The next level is the hacker who wants to acquire and use your data. They use similar tricks, but 99% of the time the exploit arrives in email - if you don’t have a good mail filter on your email provider, you are seriously at risk. The latest one I saw is an email purportedly from a colleague or customer “Here, read this document about xxxxxxx” Click on it and what appears to be a legit Sharepoint or Email login pops up. If you don’t realize it, you are providing email and password to the hacker. they now have access to your email -so many organizations allow web or phone access to email from anywhere, so now the hacker can peruse your email and you are none the wiser. Once you’ve accumulated a few years of corporate email, so many never delete anything, pretty much everything about your business is there. Common follow-ups include acquiring your email contacts, anyone who has sent you or received an email. They can now send emails pretending to be you with this same exploit. (One version I saw, they add a rule to route all incoming email to trash, so any “Hey you’re sending out spam” emails, you don’t see. Another rule trick - CC any emails to a third party mailbox so they don’t need to login, and even if you change your password, they still see your email. they can find your corporate structure, to fake things like an email from CEO to Accounting, “please send this supplier a payment - here’s the wire transfer codes”. Also, some corporations have “login to your computer from home”. If they do, I bet the instructions are in your email somewhere. A lot of third party software and websites will reset passwords automatically after verify code is sent to your email. The damage is endless. Then they can login to a session on your computer if remote access is enabled - now the sky’s the limit. Download your computer’s SAM security database and do dictionary attacks to find passwords, search for financial data, etc.
you can defeat this with several options. Good spam blocking - essential. (As is common sense) If an email contains a link, hover the mouse over it and the name should pop up - does it look legit? A Microsoft or bank login link should not go to a place like barrollo.kraduchia.ru/spazi; longer passwords make it harder to guess other passwords. Changing passwords regularly (every 90 days, for example) means if someone does have your password, it will only work for a while.
Extended dictionary attacks basically take the security database, which can’t be decrypted - and try to match similarly encrypted words to see if they are the same; there are only a few hundred thousand words, fewer common ones. Try those. Try a list of common names. try adding one, two, three or four characters after. Try common substitutes like zero for oh. An full test “aaaaaaa”, “aaaaaab” etc will take the life of the universe. The dictionary can be done in hours, with characters added to the end, capitalization and so on, weeks or months to try every combination. Make a password out of combined words like “Born2BWild” and dictionary doesn’t work, make it longer, and it takes longer. If it takes so long your password has to change before the hacker is done, then it’s a lot more secure.

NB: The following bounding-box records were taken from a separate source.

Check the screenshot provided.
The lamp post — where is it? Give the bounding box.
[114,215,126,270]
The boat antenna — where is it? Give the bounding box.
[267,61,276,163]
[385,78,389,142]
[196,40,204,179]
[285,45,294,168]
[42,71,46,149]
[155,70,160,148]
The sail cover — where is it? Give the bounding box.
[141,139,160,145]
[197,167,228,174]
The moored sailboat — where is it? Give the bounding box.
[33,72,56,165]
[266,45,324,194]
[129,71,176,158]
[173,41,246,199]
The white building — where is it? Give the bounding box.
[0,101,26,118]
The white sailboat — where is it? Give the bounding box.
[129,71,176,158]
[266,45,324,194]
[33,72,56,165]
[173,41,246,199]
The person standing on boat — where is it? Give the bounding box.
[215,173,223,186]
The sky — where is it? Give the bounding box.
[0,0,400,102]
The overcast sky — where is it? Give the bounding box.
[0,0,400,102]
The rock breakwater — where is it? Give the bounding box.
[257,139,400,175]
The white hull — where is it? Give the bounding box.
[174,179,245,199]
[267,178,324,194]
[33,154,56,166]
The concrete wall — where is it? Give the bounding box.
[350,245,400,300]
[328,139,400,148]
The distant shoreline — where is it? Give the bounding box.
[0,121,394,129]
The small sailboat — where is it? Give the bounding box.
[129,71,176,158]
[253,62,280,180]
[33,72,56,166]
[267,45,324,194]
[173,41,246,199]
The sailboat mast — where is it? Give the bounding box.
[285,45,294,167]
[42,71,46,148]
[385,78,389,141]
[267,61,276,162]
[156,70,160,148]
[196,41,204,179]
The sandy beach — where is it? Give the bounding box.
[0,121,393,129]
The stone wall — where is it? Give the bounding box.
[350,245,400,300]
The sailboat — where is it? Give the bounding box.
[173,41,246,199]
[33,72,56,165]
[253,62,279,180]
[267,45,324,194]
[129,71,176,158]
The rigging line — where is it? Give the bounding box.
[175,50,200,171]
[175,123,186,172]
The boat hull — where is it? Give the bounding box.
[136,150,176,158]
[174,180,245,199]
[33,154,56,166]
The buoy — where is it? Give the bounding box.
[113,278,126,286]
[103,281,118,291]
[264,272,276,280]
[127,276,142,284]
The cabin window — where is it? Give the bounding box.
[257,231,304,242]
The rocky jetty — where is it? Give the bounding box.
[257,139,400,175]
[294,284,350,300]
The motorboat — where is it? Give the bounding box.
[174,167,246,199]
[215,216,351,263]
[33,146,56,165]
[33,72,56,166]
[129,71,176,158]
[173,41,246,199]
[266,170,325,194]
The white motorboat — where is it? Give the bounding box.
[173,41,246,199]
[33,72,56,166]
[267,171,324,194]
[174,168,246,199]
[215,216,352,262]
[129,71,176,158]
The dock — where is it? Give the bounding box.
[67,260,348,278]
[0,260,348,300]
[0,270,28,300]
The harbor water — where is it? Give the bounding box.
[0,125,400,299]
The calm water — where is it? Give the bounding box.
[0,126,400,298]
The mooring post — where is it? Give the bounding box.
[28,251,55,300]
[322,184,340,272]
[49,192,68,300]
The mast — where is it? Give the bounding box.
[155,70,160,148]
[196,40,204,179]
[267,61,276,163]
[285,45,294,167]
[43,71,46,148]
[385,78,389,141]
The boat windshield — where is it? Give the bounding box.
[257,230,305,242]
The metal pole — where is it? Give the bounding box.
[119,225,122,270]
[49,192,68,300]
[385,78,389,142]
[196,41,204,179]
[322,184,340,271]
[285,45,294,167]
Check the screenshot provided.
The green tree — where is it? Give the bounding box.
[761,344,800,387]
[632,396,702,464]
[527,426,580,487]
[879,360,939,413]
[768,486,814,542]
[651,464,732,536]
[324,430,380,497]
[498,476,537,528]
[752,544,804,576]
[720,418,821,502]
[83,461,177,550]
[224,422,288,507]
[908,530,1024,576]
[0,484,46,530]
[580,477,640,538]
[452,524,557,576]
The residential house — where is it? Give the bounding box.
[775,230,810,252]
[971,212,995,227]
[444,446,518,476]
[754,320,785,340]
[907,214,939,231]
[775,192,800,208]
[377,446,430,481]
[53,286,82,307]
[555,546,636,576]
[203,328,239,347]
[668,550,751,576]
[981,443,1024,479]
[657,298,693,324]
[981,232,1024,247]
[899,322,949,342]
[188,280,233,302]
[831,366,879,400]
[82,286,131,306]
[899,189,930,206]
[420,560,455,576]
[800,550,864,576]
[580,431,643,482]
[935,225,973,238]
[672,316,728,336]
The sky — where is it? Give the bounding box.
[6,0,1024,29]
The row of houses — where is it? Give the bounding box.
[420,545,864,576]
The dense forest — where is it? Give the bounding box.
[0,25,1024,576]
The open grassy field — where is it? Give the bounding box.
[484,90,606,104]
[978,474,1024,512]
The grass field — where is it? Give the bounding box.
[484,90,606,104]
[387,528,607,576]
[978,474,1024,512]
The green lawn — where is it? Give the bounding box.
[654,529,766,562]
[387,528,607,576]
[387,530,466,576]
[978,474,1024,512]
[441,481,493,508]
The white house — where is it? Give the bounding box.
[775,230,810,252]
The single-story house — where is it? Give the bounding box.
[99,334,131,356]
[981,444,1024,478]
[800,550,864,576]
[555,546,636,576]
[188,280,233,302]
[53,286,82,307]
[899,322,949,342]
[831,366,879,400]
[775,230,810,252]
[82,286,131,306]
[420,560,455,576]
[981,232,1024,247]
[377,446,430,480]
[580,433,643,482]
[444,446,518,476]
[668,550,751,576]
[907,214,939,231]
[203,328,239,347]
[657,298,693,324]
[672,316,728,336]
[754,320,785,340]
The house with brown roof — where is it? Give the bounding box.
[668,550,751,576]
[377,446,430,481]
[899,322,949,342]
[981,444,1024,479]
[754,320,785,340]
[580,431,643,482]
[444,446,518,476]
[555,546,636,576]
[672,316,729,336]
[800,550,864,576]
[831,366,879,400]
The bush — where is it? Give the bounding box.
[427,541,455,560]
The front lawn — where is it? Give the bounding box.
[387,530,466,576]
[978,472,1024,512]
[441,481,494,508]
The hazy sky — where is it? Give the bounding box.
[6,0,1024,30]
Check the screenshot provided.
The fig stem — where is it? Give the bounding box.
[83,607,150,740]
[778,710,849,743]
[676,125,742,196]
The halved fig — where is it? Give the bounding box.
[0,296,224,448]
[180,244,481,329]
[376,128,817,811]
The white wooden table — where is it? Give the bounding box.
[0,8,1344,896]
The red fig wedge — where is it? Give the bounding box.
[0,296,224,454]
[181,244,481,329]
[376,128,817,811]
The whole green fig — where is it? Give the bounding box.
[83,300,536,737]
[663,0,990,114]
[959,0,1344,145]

The latest and greatest is two-factor - when you login from a new device or after X hours, you will get a text and need t provide that to the computer as well. This has led to the next scan, SIM-swapping, where a perp persuades (bribes) and phone company employee to switch your phone numbe to a new phone so they get these verification messages. To go through the trouble of making something like this to work, the target has to be pretty valuable.
So the analogy is good - it’s like locking the house. You can lock the doors, bar the windows, put in an alarm system, have a safe for valuables, etc. Depends how badly the thief wants to get in. A swat team with no worry about police stopping them will always get it. the casual thief will go elsewhere if the door is locked.